The Financial Services Authority (FSA) went to the Court of Appeal to seek clarification regarding its obligation to co-operate with the Securities and Exchange Commission (SEC), as previously reported here.

In 2006 the SEC instigated proceedings in the US against a number of corporations in relation to fraudulent and manipulative trading. As a result of these proceedings, in 2009 the SEC made a request to the FSA for the production of certain documents and information held within the UK. The FSA appointed investigators under s.169 of the Financial Services and Market Act 2000 (FSMA). The investigators then issued notices to the relevant parties in order to obtain the requested documentation. Judicial Review proceedings were brought against the FSA in August 2009 claiming that the FSA had acted unlawfully in appointing the investigators and the notices from the investigators were "too wide and unspecific" in relation to the US proceedings. The Court held the FSA was within its powers to appoint investigators under FSMA, however the Court said the FSA should have decided that "it was not necessary or indeed proportionate for the wide scope of the discovery".

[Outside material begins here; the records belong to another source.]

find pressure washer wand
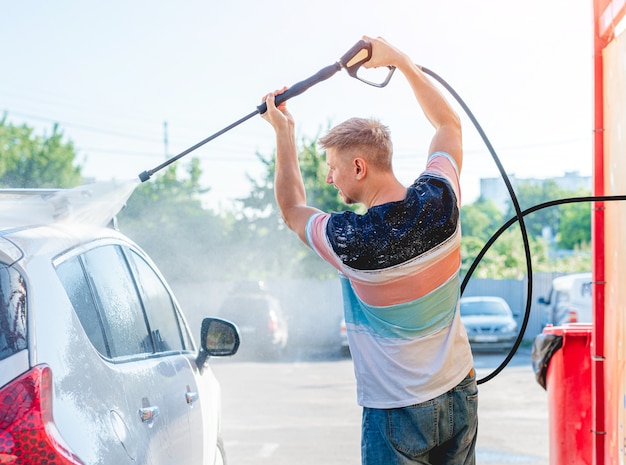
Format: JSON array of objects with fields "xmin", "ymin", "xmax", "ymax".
[{"xmin": 139, "ymin": 40, "xmax": 394, "ymax": 182}]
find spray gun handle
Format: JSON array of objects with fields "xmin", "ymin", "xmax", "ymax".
[
  {"xmin": 339, "ymin": 39, "xmax": 396, "ymax": 87},
  {"xmin": 256, "ymin": 63, "xmax": 341, "ymax": 114},
  {"xmin": 339, "ymin": 40, "xmax": 372, "ymax": 78}
]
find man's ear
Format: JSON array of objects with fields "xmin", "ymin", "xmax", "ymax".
[{"xmin": 352, "ymin": 158, "xmax": 367, "ymax": 181}]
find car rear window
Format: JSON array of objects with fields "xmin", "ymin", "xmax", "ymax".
[
  {"xmin": 0, "ymin": 263, "xmax": 28, "ymax": 360},
  {"xmin": 57, "ymin": 245, "xmax": 193, "ymax": 359}
]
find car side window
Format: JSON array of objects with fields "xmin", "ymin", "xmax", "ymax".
[
  {"xmin": 57, "ymin": 257, "xmax": 111, "ymax": 357},
  {"xmin": 123, "ymin": 251, "xmax": 191, "ymax": 352},
  {"xmin": 82, "ymin": 246, "xmax": 153, "ymax": 358},
  {"xmin": 0, "ymin": 263, "xmax": 27, "ymax": 360}
]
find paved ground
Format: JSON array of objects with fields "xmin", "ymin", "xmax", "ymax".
[{"xmin": 211, "ymin": 342, "xmax": 549, "ymax": 465}]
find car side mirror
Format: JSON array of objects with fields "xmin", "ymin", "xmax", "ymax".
[{"xmin": 196, "ymin": 318, "xmax": 241, "ymax": 368}]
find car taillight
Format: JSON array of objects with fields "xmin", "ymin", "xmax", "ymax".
[{"xmin": 0, "ymin": 365, "xmax": 83, "ymax": 465}]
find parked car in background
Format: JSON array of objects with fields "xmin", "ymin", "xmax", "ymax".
[
  {"xmin": 0, "ymin": 187, "xmax": 239, "ymax": 465},
  {"xmin": 219, "ymin": 281, "xmax": 289, "ymax": 360},
  {"xmin": 539, "ymin": 273, "xmax": 593, "ymax": 326},
  {"xmin": 460, "ymin": 296, "xmax": 518, "ymax": 350}
]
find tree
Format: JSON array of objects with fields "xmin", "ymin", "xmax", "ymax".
[
  {"xmin": 557, "ymin": 190, "xmax": 591, "ymax": 250},
  {"xmin": 0, "ymin": 114, "xmax": 82, "ymax": 188},
  {"xmin": 507, "ymin": 180, "xmax": 591, "ymax": 250},
  {"xmin": 239, "ymin": 139, "xmax": 362, "ymax": 278},
  {"xmin": 118, "ymin": 158, "xmax": 236, "ymax": 282}
]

On 24 February 2010 the Court of Appeal clarified the earlier decision and ruled there had been no error of law or principle in the FSA's decision to co-operate with the SEC's requests for information. The Court held the FSA was not required to second guess a foreign regulator as to the validity of its requests. This decision has provided much needed clarity on the level of co-operation that can be provided between regulators in different jurisdictions.